L’arrivo di Covid 19 ci ha portati in un mondo tragico e sospeso. Sospeso fra quello di prima che sembra rimosso e quello di dopo che sembra fuori dall’orizzonte politico.
Quali erano i problemi più importanti del nostro paese fino a due mesi fa?
Disoccupazione, precarietà del lavoro, depauperamento dei servizi pubblici, austerità, inquinamento e cambiamenti climatici, debolezza dei poteri dello Stato spostati e svuotati dentro la macchina della UE.
Poi è arrivata questa catastrofe naturale con il suo altissimo costo di morti che ci ha rivelato ulteriormente le tante debolezze e le storture di questo modello liberista che pretendeva ossequio e indiscutibilità. E però le morti e i rischi di contagio hanno occupato e occupano tuttora il primo piano. E con essi le misure di protezione sanitaria e quelle minime di sopravvivenza economica come risposta al blocco. Di qui i contributi in tutte le direzioni, alle varie tipologie dei redditi e di imprese. Con una improvvisa inversione di direzione in materia di debito e di aiuti economici dello Stato.
Ma quando avremo raggiunto una tregua accettabile, se non una vittoria, con questo nemico invisibile, quando sarà finita questa folle frenesia di ogni livello istituzionale a mettere divieti o a concedere permessi, avremo di fronte il paese di prima, ma più povero, con meno PIL, più disoccupati e più debito. E sicuramente più disperato e più incattivito.
Qualcuno pensa che potremo ricominciare in quelle condizioni la storia degli avanzi di bilancio, della austerty e delle ulteriori privatizzazioni, magari sotto l’occhio severo di una qualche troika?

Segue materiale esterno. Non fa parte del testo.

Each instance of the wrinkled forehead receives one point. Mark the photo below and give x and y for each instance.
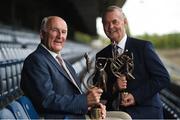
(56, 22)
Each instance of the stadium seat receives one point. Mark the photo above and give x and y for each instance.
(17, 110)
(28, 107)
(6, 114)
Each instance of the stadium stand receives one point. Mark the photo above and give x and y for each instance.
(15, 46)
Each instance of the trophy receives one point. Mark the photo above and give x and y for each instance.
(121, 65)
(95, 112)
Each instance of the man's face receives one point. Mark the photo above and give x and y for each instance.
(114, 25)
(55, 35)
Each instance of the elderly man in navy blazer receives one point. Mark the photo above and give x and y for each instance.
(55, 92)
(142, 100)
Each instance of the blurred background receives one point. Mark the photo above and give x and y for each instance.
(153, 20)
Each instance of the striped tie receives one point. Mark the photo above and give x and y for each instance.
(62, 63)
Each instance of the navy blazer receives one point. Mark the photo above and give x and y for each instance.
(150, 77)
(50, 89)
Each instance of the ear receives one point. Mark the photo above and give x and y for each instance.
(125, 21)
(42, 34)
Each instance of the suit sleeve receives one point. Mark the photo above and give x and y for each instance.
(37, 83)
(158, 77)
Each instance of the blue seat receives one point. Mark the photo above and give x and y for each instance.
(17, 110)
(28, 107)
(6, 114)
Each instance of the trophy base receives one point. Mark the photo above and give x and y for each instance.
(95, 113)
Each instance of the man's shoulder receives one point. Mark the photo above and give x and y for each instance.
(138, 42)
(104, 51)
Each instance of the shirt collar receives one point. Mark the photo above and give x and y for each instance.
(52, 53)
(122, 42)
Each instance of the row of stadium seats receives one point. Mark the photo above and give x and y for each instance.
(15, 46)
(13, 105)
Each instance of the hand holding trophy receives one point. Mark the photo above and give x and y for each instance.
(122, 67)
(98, 110)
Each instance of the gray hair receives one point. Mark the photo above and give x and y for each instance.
(113, 8)
(44, 23)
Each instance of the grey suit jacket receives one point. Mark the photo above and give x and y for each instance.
(150, 77)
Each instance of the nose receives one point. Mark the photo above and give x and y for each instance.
(59, 34)
(111, 25)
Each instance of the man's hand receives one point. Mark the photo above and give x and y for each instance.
(93, 96)
(127, 100)
(103, 111)
(122, 82)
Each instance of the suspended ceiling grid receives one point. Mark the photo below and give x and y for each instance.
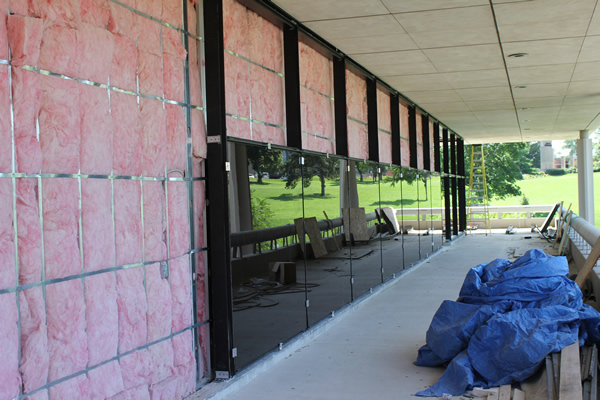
(453, 58)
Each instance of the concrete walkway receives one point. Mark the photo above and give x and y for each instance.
(369, 352)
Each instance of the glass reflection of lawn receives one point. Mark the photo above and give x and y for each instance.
(277, 197)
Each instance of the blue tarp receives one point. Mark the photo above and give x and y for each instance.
(508, 317)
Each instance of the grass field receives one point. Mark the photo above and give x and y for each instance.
(286, 204)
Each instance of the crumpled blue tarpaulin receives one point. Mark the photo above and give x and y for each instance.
(508, 317)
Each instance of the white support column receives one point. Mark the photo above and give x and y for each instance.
(585, 170)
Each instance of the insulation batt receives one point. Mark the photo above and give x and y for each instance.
(131, 301)
(150, 74)
(8, 272)
(59, 125)
(9, 351)
(96, 131)
(127, 139)
(136, 369)
(27, 97)
(29, 231)
(181, 292)
(176, 137)
(162, 361)
(67, 341)
(158, 293)
(76, 388)
(95, 12)
(124, 63)
(5, 123)
(102, 317)
(173, 78)
(60, 202)
(105, 381)
(136, 393)
(95, 47)
(128, 224)
(148, 34)
(24, 39)
(179, 231)
(154, 137)
(155, 222)
(58, 51)
(34, 339)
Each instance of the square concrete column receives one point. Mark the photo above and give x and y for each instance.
(585, 173)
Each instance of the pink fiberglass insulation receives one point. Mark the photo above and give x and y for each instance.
(181, 292)
(179, 228)
(122, 21)
(24, 39)
(162, 361)
(136, 369)
(404, 135)
(136, 393)
(60, 203)
(154, 137)
(5, 122)
(8, 272)
(35, 359)
(58, 52)
(65, 12)
(172, 12)
(76, 388)
(95, 12)
(67, 340)
(150, 74)
(235, 27)
(27, 97)
(358, 145)
(102, 317)
(237, 86)
(9, 351)
(132, 309)
(265, 42)
(60, 125)
(176, 137)
(97, 222)
(148, 34)
(173, 78)
(29, 231)
(158, 293)
(96, 131)
(128, 221)
(124, 63)
(356, 96)
(198, 134)
(127, 140)
(172, 44)
(95, 47)
(105, 381)
(155, 222)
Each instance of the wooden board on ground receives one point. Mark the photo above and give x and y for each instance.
(355, 224)
(570, 373)
(590, 261)
(389, 216)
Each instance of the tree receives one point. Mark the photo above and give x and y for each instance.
(324, 168)
(502, 167)
(264, 160)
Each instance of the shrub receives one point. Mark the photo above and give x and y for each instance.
(555, 172)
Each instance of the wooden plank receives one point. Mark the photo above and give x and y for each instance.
(570, 373)
(590, 261)
(504, 392)
(314, 234)
(518, 394)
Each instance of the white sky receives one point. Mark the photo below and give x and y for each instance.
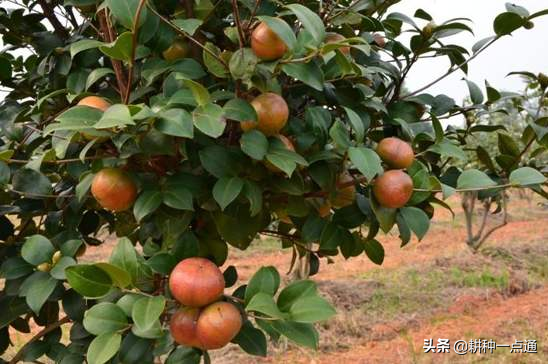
(526, 50)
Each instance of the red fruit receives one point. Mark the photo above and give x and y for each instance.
(218, 324)
(396, 153)
(266, 44)
(393, 189)
(183, 326)
(113, 189)
(196, 282)
(272, 114)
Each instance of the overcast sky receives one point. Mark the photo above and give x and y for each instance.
(526, 50)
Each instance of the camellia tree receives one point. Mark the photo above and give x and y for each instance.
(184, 128)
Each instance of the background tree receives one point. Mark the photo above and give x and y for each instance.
(184, 128)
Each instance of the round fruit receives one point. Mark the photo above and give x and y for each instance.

Una tragedia greca su più larga scala? Sì! Ci sono ambienti economici e intellettuali molto potenti, da sempre legati a doppio filo alle politiche europee, che si preparano a questo scenario e cercano di modellarne i possibili attori politici, ricomponendo su un nuovo schema un puzzle che pare ora tutt’altro che stabile.
Tuttavia queste forze, per quanto potenti ai vertici della società, potrebbero alla fine essere travolte dalla rivolta e dal malcontento popolare, che sarà esasperato dalla catena di fallimenti provocati dalla epidemia.
Per evitare questo esito avremmo bisogno di essere sostenuti da un cambiamento radicale delle politiche europee. Infatti, al di là di tutti i sofisticati tecnicismi di cui si sta discutendo in queste settimane a Bruxelles, l’unico strumento funzionante è per ora la BCE che ha allargato i cordoni della borsa dei prestiti. Ma questo allargamento non può essere infinito se non si arriverà a un cambio dello statuto della stessa BCE e dei trattati europei, ed essa non sarà autorizzata a monetizzare gran parte del debito vecchio e nuovo dei paesi in crisi, come fanno tutte le banche centrali dei più importanti paesi del mondo.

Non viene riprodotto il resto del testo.